Major oilfield services provider Halliburton Company (HAL) reported slightly better-than-anticipated fourth quarter 2011 results, which were helped by the strength and sustainability of the all-important North American onshore activity levels (to which the company is heavily leveraged through its market-share-leading pressure-pumping business).

Earnings per share, excluding special items, came in at $1.00, beating the Zacks Consensus Estimate of 99 cents and comfortably ahead of the year-ago adjusted profit of 68 cents.

Revenues of $7.1 billion were 36.9% greater than that achieved during the fourth quarter of 2010 and also surpassed the Zacks Consensus Estimate of $6.8 billion, as sales increased across the company’s business units.

During the quarter, North America accounted for approximately 58% of Halliburton’s total revenues and 71% of its operating income.

For its fiscal year ended December 31, 2011, Halliburton reported income from continuing operations (excluding non-operating items) of $3.36 per share, above the Zacks Consensus Estimate of $3.34 and significantly outpacing the 2010 adjusted earnings of $2.06 per share. Revenues of $24.8 billion were 38.2% above the year ago period and also managed to beat the Zacks Consensus Estimate of $24.6 billion.

Segmental Performance

Completion & Production: Revenues for Halliburton’s Completion and Production segment were up 7.5% sequentially and 45.0% year over year to $4.3 billion, mainly reflecting strength in production enhancement, cementing and completion operations.

Segment operating income was $1.1 billion, a 1.8% sequential increase and up 58.0% from the year-earlier level.

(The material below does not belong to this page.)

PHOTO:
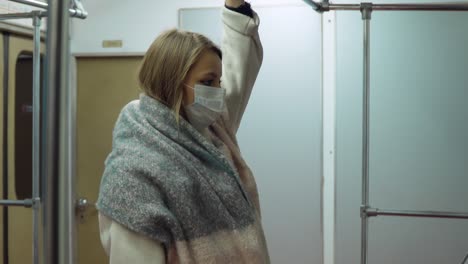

Operating income in North America increased significantly – by $422 million – year over year, buoyed by higher domestic land and offshore activity. But sequentially, North American profitability was down 2.1% due to the effects of normal seasonality, price rises, logistical challenges, and recent purchases.

Internationally, operating income was up $39 million from the third quarter of 2011 on account of improved stimulation work in Mexico and Algeria, higher cementing activity in Mexico, Colombia and Angola, better vessel utilization in the North Sea, enhanced activity levels in Iraq, as well as increased demand for production enhancement services in Australia.

However, ex-U.S. profit was $23 million lower than that of the fourth quarter 2010. The reduction over the year-earlier quarter was due to unrest in North Africa and fierce price competition.

Drilling & Evaluation: Revenues from Halliburton’s Drilling and Evaluation business were 8.4% above third quarter levels and improved by a healthy 25.8% year over year to $2.7 billion, propelled by higher sales in all regions.

The segment’s operating income rose 30.1% from the September quarter and 35.6% from the year-ago period to $480 million.

Operating income in North America was $178 million during the quarter, an increase of $3 million from the previous quarter and up $64 million from the fourth quarter of 2010 on strong overall drilling activity.

International operating income increased $108 million sequentially and $62 million year over year. The rise over the periods reflects higher activity in Mexico and Iraq, enhanced demand for testing and subsea work in Brazil, increased demand for drilling services in the North Sea and Angola, and improvements from direct sales in Asia.

Balance Sheet

Halliburton’s capital expenditure in the fourth quarter was $789 million, bringing the full-year spending to $3.0 billion. As of December 31, 2011, the company had approximately $2.7 billion in cash and $4.8 billion in long-term debt, representing a debt-to-capitalization ratio of 26.7%.

Outlook

Halliburton management pointed out that fourth quarter profitability was driven by strong demand for its services in North America, together with gradual recovery in the international markets.

The world's second-largest oilfield services company after Schlumberger Ltd. (SLB) believes that despite the Eastern Hemisphere hiccups – characterized by the political instability in North Africa, delays in Iraq and the cutthroat price competition – the long-term prospects for the business remain robust.

Going forward, Halliburton anticipates benefiting from bullish near-term U.S. land drilling trends, where activity is being driven by horizontal drilling and liquids-rich plays. Additionally, the company expects that Eastern Hemisphere margins will come back to the mid- to high-teens range at the end of 2012, as Halliburton improves its foothold on new projects while increasing sales at a higher rate than rig count growth.

We expect these trends to result in a strong operating environment leading to continued delivery of positive earnings surprises.

Our Recommendation

Halliburton shares currently retain a Zacks #3 Rank, which translates into a short-term Hold rating. Longer-term, we are maintaining our Neutral recommendation on the stock.